Ladies and Gentlemen,
Measures need to be put in place to help countries to adopt policies to address the immediate consequences of climate change. For some the threat is immediate. The climate adaptation fund must be strengthened considerably. The climate adaptation fund will enable poor developing countries to adopt measures to address the consequences of climate change in the immediate future. The positive tone adopted by the G-8 on adaptation measures is encouraging.
From our own perspective, it is recognized that tropical rain forests are a major carbon absorption mechanism.

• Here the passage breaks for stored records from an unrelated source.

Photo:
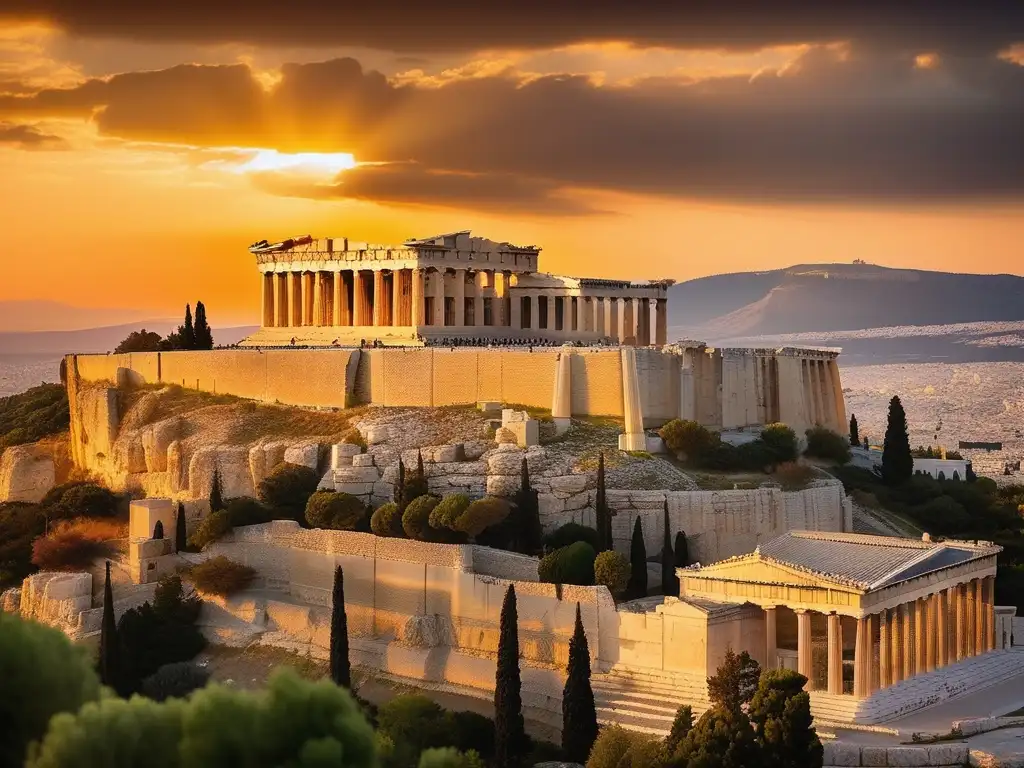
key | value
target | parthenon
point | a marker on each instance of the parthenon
(337, 291)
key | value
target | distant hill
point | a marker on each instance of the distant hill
(53, 315)
(838, 297)
(99, 339)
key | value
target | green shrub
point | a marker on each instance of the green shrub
(387, 521)
(248, 511)
(221, 577)
(174, 681)
(824, 443)
(448, 511)
(568, 534)
(212, 527)
(416, 518)
(688, 437)
(572, 564)
(612, 569)
(482, 514)
(781, 441)
(287, 491)
(326, 509)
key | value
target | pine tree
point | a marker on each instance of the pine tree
(204, 336)
(510, 734)
(670, 584)
(109, 638)
(216, 500)
(897, 462)
(180, 534)
(528, 506)
(638, 562)
(340, 670)
(186, 333)
(579, 710)
(681, 551)
(602, 514)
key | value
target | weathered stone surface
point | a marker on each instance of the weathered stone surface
(26, 474)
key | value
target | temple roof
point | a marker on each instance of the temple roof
(865, 562)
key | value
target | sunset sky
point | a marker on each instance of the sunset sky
(144, 145)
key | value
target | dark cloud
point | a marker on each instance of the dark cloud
(416, 26)
(838, 125)
(28, 137)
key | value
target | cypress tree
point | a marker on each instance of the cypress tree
(510, 734)
(638, 562)
(897, 462)
(187, 331)
(179, 528)
(682, 553)
(216, 500)
(109, 638)
(341, 671)
(579, 710)
(670, 585)
(528, 506)
(204, 336)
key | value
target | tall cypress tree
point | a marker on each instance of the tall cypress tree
(510, 732)
(187, 331)
(670, 585)
(341, 671)
(216, 500)
(579, 710)
(682, 551)
(109, 638)
(528, 506)
(638, 562)
(897, 462)
(179, 528)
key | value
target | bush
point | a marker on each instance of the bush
(327, 509)
(387, 521)
(448, 511)
(211, 528)
(572, 564)
(688, 437)
(781, 441)
(353, 436)
(568, 534)
(74, 545)
(823, 443)
(481, 514)
(612, 569)
(43, 674)
(221, 577)
(174, 681)
(287, 489)
(416, 518)
(248, 511)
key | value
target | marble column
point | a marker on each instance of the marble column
(885, 649)
(662, 323)
(266, 286)
(862, 658)
(835, 626)
(417, 297)
(804, 654)
(941, 629)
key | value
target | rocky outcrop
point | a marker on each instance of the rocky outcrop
(26, 474)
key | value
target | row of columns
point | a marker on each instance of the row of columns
(914, 638)
(625, 318)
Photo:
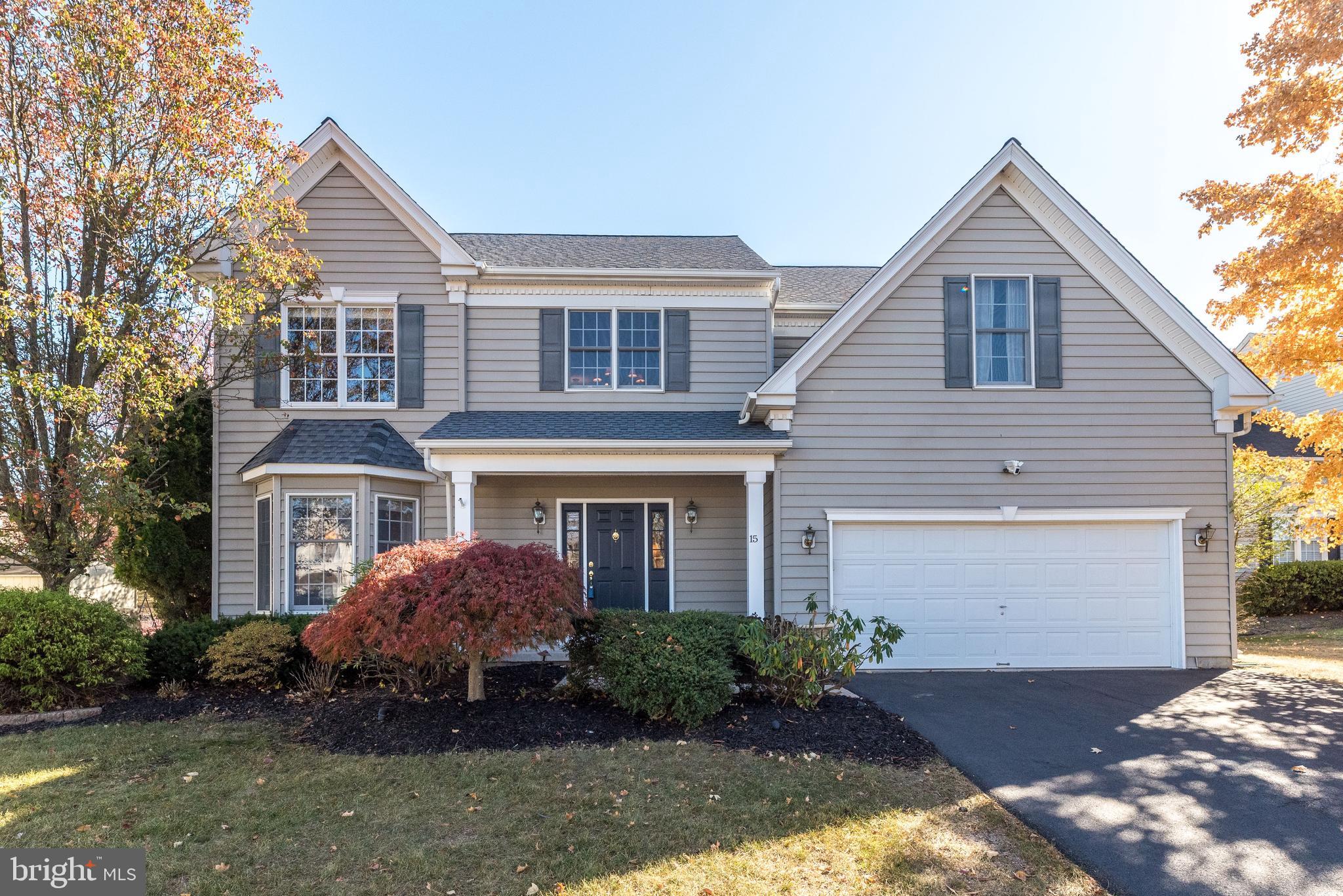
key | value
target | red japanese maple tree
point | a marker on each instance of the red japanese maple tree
(442, 605)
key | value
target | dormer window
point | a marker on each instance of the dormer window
(340, 354)
(634, 339)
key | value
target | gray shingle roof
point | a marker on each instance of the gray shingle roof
(580, 250)
(601, 425)
(363, 442)
(824, 285)
(1272, 444)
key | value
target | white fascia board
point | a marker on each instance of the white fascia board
(599, 464)
(1006, 515)
(609, 446)
(950, 216)
(338, 469)
(639, 275)
(759, 302)
(401, 203)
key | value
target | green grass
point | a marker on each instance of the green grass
(268, 817)
(1307, 655)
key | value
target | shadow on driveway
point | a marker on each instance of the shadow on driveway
(1193, 789)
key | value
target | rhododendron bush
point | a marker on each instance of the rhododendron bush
(437, 606)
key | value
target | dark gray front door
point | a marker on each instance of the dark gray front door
(616, 550)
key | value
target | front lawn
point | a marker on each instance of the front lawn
(241, 808)
(1304, 653)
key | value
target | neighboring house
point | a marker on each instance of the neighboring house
(1008, 438)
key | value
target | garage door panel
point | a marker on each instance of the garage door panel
(988, 595)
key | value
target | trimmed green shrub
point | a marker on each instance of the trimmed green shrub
(252, 655)
(1283, 589)
(662, 665)
(60, 650)
(178, 650)
(799, 664)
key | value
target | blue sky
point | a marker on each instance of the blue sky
(820, 132)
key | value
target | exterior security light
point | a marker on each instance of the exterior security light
(1202, 537)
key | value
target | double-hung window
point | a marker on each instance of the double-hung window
(1002, 331)
(614, 349)
(397, 522)
(321, 549)
(340, 354)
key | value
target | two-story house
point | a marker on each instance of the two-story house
(1011, 438)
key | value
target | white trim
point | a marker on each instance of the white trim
(616, 351)
(319, 165)
(338, 469)
(1169, 516)
(635, 275)
(607, 446)
(648, 540)
(343, 303)
(289, 518)
(379, 496)
(1008, 515)
(601, 464)
(1240, 390)
(1030, 334)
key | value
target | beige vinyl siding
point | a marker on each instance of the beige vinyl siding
(876, 427)
(708, 563)
(730, 357)
(363, 246)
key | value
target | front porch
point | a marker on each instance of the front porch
(620, 508)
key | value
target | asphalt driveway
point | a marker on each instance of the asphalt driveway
(1193, 789)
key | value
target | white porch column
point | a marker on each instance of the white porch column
(755, 543)
(464, 503)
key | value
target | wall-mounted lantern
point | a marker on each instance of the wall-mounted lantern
(1202, 537)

Deforestation of these forests is responsible for approximately 20% of carbon emissions of the world. If we are to preserve these forests and also avoid 20% of carbon emissions, sufficient incentives must be provided to those countries which host these forests, to maintain them. Though a small island, over 20% of Sri Lanka is still under forest cover. We strongly believe that these forests are a resource for us, but if this resource is not to be utilized for our development, then practical measures must be made available to preserve them. May I suggest that one possibility is to ascribe a carbon value to these forests to enable the carbon value of forests to be traded in the global carbon market.
Ladies & Gentlemen,
The time has come to make a commitment that we will cease to discuss this problem in a theoretical manner at endless conferences and begin to adopt practical measures. It is the future of our children that is at stake. We must leave behind a liveable world for our children and their children.